Run the omnibus test first to control the family-wise error, then drill into the
specific contrasts that matter for your biological question.
6. Experimental design — how many replicates?#
The honest time to think about power is before the experiment. ov.protein.sample_size
uses the variance structure of pilot data (here PXD000279) to estimate how many
replicates per group you need to detect a given fold-change at 5% FDR and 80% power.
ss = ov.protein.sample_size(adata, group='group',
desired_fc=(1.5, 3.0), fdr=0.05, power=0.8)
ss.iloc[::12].reset_index(drop=True)
| desiredFC | numSample | FDR | power | CV | |
|---|---|---|---|---|---|
| 0 | 1.5 | 8 | 0.05 | 0.8 | 0.012 |
| 1 | 1.8 | 4 | 0.05 | 0.8 | 0.020 |
| 2 | 2.1 | 2 | 0.05 | 0.8 | 0.035 |
| 3 | 2.4 | 2 | 0.05 | 0.8 | 0.030 |
| 4 | 2.7 | 1 | 0.05 | 0.8 | 0.054 |
| 5 | 3.0 | 1 | 0.05 | 0.8 | 0.049 |
fig, ax = plt.subplots(figsize=(5, 3.2))
ax.plot(ss['desiredFC'], ss['numSample'], '-o', ms=3, color='#4c72b0')

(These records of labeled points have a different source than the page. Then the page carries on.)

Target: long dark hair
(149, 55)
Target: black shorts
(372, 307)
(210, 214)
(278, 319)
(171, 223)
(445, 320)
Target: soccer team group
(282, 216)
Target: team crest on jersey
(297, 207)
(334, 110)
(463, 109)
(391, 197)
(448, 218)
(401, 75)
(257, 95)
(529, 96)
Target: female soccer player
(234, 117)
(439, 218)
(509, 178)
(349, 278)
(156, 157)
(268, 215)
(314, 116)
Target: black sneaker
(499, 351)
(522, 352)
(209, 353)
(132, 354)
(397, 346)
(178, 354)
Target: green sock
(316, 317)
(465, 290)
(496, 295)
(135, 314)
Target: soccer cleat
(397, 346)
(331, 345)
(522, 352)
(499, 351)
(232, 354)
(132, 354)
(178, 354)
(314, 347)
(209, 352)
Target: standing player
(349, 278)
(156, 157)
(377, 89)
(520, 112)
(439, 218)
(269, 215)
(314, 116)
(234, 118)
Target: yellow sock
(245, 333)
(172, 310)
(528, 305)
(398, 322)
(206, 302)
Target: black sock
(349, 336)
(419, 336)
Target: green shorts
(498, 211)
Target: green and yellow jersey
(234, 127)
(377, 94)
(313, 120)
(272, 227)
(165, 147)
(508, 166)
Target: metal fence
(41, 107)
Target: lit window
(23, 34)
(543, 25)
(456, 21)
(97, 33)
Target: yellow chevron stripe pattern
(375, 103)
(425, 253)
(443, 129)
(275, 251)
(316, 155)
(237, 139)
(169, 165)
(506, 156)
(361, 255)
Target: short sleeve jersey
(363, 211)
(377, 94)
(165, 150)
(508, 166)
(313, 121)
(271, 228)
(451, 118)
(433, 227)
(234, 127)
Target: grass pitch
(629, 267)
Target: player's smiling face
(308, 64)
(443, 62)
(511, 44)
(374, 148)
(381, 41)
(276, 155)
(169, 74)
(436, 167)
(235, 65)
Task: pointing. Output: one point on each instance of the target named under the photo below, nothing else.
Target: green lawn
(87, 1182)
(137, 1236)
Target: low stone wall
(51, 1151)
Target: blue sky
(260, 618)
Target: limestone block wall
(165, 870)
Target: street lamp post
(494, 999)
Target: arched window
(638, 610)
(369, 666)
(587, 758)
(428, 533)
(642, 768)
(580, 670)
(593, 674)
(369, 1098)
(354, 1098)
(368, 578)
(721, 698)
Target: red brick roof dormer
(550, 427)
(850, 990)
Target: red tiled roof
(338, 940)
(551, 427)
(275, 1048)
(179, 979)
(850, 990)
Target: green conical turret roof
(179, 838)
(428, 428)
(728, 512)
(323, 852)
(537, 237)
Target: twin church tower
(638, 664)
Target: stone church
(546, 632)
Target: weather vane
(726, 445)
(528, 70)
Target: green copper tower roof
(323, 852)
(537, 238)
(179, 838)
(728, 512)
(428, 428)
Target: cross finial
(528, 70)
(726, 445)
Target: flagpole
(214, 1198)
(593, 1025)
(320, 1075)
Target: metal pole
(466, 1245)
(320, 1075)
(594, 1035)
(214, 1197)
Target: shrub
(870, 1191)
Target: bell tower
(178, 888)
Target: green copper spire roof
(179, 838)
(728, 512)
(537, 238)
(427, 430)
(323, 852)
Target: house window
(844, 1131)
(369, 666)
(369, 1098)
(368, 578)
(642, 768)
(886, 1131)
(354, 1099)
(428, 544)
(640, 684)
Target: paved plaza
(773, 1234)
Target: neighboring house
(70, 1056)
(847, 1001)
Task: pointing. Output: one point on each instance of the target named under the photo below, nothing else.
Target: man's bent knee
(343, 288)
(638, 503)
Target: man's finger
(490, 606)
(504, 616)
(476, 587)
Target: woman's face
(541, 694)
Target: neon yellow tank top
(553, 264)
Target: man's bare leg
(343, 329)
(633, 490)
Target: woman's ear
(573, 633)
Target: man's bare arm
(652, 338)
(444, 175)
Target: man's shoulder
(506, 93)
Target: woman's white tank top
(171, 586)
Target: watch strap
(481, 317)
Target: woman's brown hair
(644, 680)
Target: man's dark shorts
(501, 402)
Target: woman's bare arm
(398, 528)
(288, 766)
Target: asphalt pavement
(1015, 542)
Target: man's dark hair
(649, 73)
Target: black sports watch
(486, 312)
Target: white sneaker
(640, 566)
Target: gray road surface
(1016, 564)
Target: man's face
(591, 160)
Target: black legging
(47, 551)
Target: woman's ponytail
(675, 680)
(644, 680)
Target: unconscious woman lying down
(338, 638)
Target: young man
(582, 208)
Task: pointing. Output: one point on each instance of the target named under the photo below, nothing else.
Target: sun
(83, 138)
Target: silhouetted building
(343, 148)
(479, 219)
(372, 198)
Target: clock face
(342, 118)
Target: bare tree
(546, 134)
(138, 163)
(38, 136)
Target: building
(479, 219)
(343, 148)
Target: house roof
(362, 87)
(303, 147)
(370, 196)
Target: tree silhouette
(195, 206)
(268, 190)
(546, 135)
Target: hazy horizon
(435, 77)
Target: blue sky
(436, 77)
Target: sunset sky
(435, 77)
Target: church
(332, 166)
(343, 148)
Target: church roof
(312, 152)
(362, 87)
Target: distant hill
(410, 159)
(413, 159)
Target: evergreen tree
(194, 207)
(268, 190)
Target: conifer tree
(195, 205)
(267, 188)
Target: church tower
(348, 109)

ax.set_xlabel('desired fold-change'); ax.set_ylabel('replicates / group')
ax.set_title('Sample size vs effect size (FDR 5%, power 80%)')
plt.show()
The curve is steep: subtle fold-changes demand many more replicates than large ones. A two-fold change may need only a handful of replicates, while a 1.3-fold change can need many. Run this calculation while you can still change the design — not after sequencing.
Summary — choosing a DE method#
The section-4 benchmark on real spike-in data gives a concrete decision guide:
Situation |
Use |
Why |
|---|---|---|
Peptide counts available + few replicates |
DEqMS |
conditional prior gives noisy proteins a fair, powerful test |
Heavy / informative (MNAR) missingness |
proDA |
models dropout in the test instead of imputing past it |
Quick, well-calibrated default |
limma |
global empirical-Bayes — fast and robust |
Distribution-free check, larger n |
Wilcoxon |
no parametric assumptions, but underpowered at n = 3 |
> 2 groups |
ANOVA / Kruskal then contrasts |
omnibus first, pairwise drill-down second |
Before the experiment |
|
size the study for the effect you care about |
The single lesson: at the small replicate numbers typical of proteomics, how the variance is modelled decides how many real proteins you find — DEqMS and proDA recover the spike-in truth that a plain t-test misses.